I have often been reminded of a Chinese saying that basically translates into
something like this: Long is not forever. In other words, everything comes to
an end; it doesn't matter how long it takes. I've been covering the oil industry
for a long time and I often talk with many economists about the status of the
market. They are a very optimistic lot. That's good because they deal with issues
of wealth creation, except that when they let unreasonable optimism color their
thinking in such a sway that their only concern is the short-term financial
benefit, they run the risk of losing their credibility.
I say that because something new is happening in the modern world. For a long
time, we've been used to classical economics championed by the likes of Milton
Friedman. But there is a new breed of what one might call renegade economists
whose focus is not based merely on competition alone, but also on community
good. These economists, just like scientists, are now debating the consequences
of a world with reduced petroleum supplies.
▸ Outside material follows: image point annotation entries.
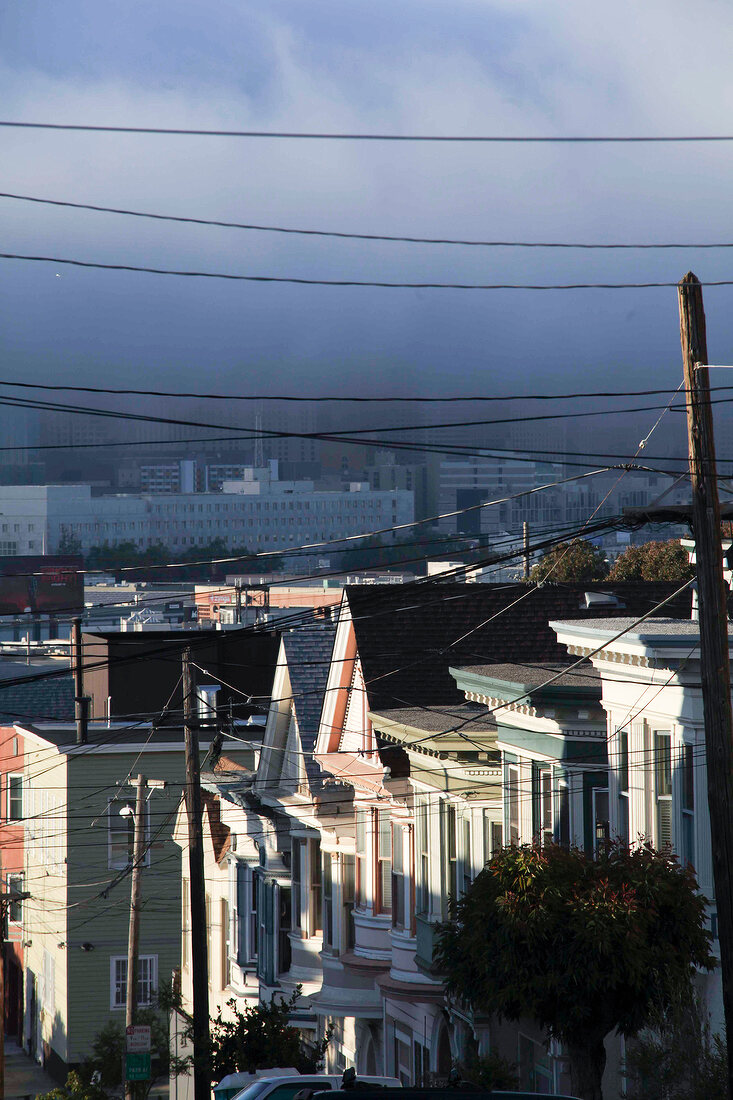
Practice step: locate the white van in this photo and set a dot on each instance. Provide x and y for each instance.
(284, 1088)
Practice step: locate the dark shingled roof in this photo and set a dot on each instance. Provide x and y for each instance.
(534, 675)
(308, 652)
(439, 719)
(50, 700)
(408, 635)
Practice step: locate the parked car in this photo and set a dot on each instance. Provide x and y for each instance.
(450, 1092)
(284, 1088)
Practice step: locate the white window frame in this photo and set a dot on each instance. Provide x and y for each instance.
(14, 881)
(9, 778)
(116, 983)
(663, 800)
(113, 807)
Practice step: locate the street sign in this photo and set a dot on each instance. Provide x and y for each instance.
(137, 1067)
(138, 1038)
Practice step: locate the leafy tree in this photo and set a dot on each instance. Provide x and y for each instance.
(653, 561)
(108, 1047)
(490, 1071)
(75, 1089)
(569, 562)
(581, 946)
(680, 1058)
(260, 1037)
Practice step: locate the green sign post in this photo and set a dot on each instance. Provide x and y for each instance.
(137, 1067)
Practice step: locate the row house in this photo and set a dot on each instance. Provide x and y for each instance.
(383, 788)
(657, 783)
(77, 857)
(66, 844)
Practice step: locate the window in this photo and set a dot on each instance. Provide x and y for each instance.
(316, 900)
(48, 992)
(348, 889)
(423, 898)
(663, 787)
(542, 805)
(493, 837)
(562, 823)
(284, 955)
(397, 877)
(15, 904)
(254, 889)
(121, 834)
(384, 861)
(360, 842)
(146, 980)
(450, 867)
(688, 805)
(185, 928)
(601, 829)
(208, 936)
(296, 877)
(623, 785)
(14, 806)
(468, 867)
(513, 805)
(226, 968)
(329, 927)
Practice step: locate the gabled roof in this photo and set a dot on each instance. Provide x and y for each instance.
(408, 636)
(220, 834)
(308, 651)
(50, 700)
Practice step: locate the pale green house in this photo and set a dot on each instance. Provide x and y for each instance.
(77, 853)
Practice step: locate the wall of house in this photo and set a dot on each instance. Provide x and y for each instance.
(45, 914)
(12, 762)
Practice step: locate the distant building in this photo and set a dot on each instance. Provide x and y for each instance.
(261, 513)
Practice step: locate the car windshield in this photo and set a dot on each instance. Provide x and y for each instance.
(252, 1091)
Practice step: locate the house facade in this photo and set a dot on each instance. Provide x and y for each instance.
(77, 860)
(657, 783)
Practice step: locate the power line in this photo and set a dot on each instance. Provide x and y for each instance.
(361, 237)
(469, 398)
(297, 281)
(290, 134)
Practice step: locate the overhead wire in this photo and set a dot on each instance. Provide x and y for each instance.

They are asking, "Why can't
we start preparing for the time when we probably won't have it?" Like geologists
who are now calling our attention to an oil peak, these skeptics think the oil
industry is taking itself for a ride by being overly optimistic that natural
resources will stay abundant. Very soon, we shall see a shift in mainstream
economic thinking from unbridled, red-hot free markets to something grayish.
Which brings us to the debate about peak oil. Let's just assume that world
oil production peaks in about 15 years. What will that mean to us, in concrete
terms? It won't mean we'll run out of oil right away. It only means that net
oil availability will decline at an annual rate of about 2 percent thereafter,
and we should expect that supply will be down by 20 percent by about 2035, when
world population will be doubled, along with fuel consumption. This is still
speculative and things might turn out differently, including development of
new technologies that would make life a little easier, but it's going to a huge
problem. It's safe to say that the general progression of events points to a
scary future.
In the last two years we have already seen a preview of this movie, in the
form of oil supply not being able to keep up with demand. The result has been
high fuel prices and a dent in the economy and in consumer confidence. It's
important to remember that current high fuel costs aren't bad compared to what
we should expect in the future. It will be a crisis when supply is so drastically
reduced that it won't matter whether you have the money to pay for the fuel.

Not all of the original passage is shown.